Catania- “Eravamo impressionati per quanto accadeva in laboratorio. Spesso eravamo preoccupati e ci rifiutavamo di entrare a lavorare”. E’ la testimonianza resa da Fabio Leone, dipendente del Dipartimento di Scienze Farmaceutiche. Il tecnico, addetto allo smaltimento e allo stoccaggio dei rifiuti di laboratorio nel plesso dell’edificio 2 della Cittadella, ha deposto al processo per disastro ambientale e discarica illecita di rifiuti nel laboratorio del plesso universitario. Agli atti delle indagini preliminari c’è il verbale dell’interrogatorio reso anni fa proprio da Leone e riletto durante la deposizione. “Mi è stato riferito da alcuni colleghi- vi si legge- che, quando abbiamo fatto i lavori, la terra intorno al laboratorio era maleodorante”. Ma Leone si era spinto anche oltre: “Abbiamo notato- aveva dichiarato in quell’occasione- cumuli di liquami maleodoranti. Non furono rimossi, ma ricoperti di cemento”. Meno nette le dichiarazioni di oggi, spesso segnate da discrepanze con quelle messe a verbale. “Ho visto lo sbancamento- spiega ora- ma non so dire se si fosse trattato di materiale tossico”.
Fabio Leone è uno degli ultimi testimoni citati per la fase istruttoria dal Pm Lucio Setola. Obiettivo: provare lo stato di inquinamento ambientale dei locali della Cittadella che ospitano il laboratorio del Dipartimento, presunta causa della contaminazione dell’aria e della terra circostanti. E’ in questo scenario che, secondo la pubblica accusa, sarebbero maturate le decine di morti per patologie tumorali registratesi negli ultimi anni tra gli studenti e i lavoratori del plesso universitario. A cominciare da quella di Emanuele Patanè, giovane ricercatore del Dipartimento deceduto nel 2008, il cui memoriale ha dato il via alle indagini su denuncia dei familiari. Alla sbarra ci sono otto persone: Giuseppe Ronsisvalle, preside della Facoltà di Farmacia, l’ex direttore amministrativo dell’Ateneo Antonino Domina, Lucio Mannino, dirigente dell’ufficio tecnico, e cinque membri della commissione di sicurezza. Si tratta di FrancoVittorio, Giovanni Puglisi, Fulvio La Pergola, Francesco Paolo Bonina e Marcello Bellia.

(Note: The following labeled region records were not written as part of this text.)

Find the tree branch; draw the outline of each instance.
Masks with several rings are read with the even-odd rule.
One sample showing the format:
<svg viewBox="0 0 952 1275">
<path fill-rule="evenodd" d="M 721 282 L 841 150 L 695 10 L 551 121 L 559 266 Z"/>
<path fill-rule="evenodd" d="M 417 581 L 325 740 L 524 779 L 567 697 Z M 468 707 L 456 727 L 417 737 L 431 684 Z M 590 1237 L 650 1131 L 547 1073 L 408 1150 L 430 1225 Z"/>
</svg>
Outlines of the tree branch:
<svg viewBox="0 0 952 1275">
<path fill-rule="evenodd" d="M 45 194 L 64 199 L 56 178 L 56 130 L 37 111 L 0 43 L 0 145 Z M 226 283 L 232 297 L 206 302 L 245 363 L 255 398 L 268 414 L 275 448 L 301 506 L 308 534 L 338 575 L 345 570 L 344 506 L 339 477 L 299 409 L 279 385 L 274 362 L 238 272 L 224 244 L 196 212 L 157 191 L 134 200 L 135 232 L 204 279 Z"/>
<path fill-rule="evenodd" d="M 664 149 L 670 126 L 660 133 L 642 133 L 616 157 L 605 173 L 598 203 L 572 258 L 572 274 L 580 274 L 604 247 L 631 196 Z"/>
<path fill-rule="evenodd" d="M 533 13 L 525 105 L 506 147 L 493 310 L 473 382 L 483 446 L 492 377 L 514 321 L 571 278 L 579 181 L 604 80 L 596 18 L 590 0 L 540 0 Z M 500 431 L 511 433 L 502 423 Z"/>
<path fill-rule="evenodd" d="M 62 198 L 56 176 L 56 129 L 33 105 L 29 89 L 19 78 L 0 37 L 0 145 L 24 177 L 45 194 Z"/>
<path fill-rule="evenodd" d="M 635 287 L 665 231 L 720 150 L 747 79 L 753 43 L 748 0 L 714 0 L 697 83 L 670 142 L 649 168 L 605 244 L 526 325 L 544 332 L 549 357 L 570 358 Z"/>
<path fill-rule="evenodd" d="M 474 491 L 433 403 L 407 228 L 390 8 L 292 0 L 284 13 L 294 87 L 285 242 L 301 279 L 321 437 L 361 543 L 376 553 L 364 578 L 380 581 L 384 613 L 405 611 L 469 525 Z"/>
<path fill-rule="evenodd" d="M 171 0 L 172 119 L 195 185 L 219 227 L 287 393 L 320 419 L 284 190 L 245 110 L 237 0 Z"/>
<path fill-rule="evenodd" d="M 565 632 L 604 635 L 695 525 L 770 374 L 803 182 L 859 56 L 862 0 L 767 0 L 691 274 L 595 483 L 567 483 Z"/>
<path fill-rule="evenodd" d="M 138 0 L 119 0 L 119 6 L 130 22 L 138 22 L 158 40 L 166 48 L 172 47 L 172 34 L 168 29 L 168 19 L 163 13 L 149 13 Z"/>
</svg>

A sfilare dinanzi alla terza sezione presieduta dal giudice, Ignazia Barbarino, anche l’ex contrattista di ricerca Manuela Liotta e Carla Gennaro, ex studentessa costituitasi parte civile. La Liotta è stata in forze al Dipartimento tra il 1997 e il 2006. Attiva presso la cattedra di Francesco Paolo Bonina, uno dei docenti imputati, ha riconosciuto l’impegno del professore quale membro della commissione di sicurezza, ma senza nascondere i problemi: “Bonina si è occupato del problema ‘puzza’- ha detto riferendosi ai fastidi alle vie respiratorie denunciati dagli utenti del Dipartimento- Ma una volta dovette mandarci a casa, credo nel dubbio e per evitare problemi”. Riscontri analoghi sono venuti dalla deposizione della parte civile, l’ex studentessa Carla Gennaro: “I reflui degli esperimenti- ha ricordato- eravamo abituati a versarli nei lavandini. Solo con la gestione di Franco Vittorio cominciammo ad usare i regolari contenitori”. Una deposizione lunga e piena di particolari, quella della Gennaro, anche in riferimento a circostanze riguardanti il padre, il funzionario tecnico Giovanni Gennaro: “Mio padre- ha dichiarato- fu dirottato quindici anni fa dai vertici del Dipartimento in una stanza dove c’era la risonanza magnetica e dove era pericoloso stare a causa delle radiazioni”. Ma anche in questa deposizione molte risposte sui particolari già raccontati ai Pm sono venute meno. “E’ passato molto tempo, non ricordo” ha più volte ripetuto la Gennaro all’incalzare del controesame dei difensori. Il processo continuerà a gennaio, quando la pubblica accusa chiamerà a deporre gli ultimi sei testi. Poi sarà la volta delle parti civili, rappresentate da Santi Terranova, l’avvocato di Lentini esperto di reati ambientali. La parola tornerà alle parti per la discussione entro primavera.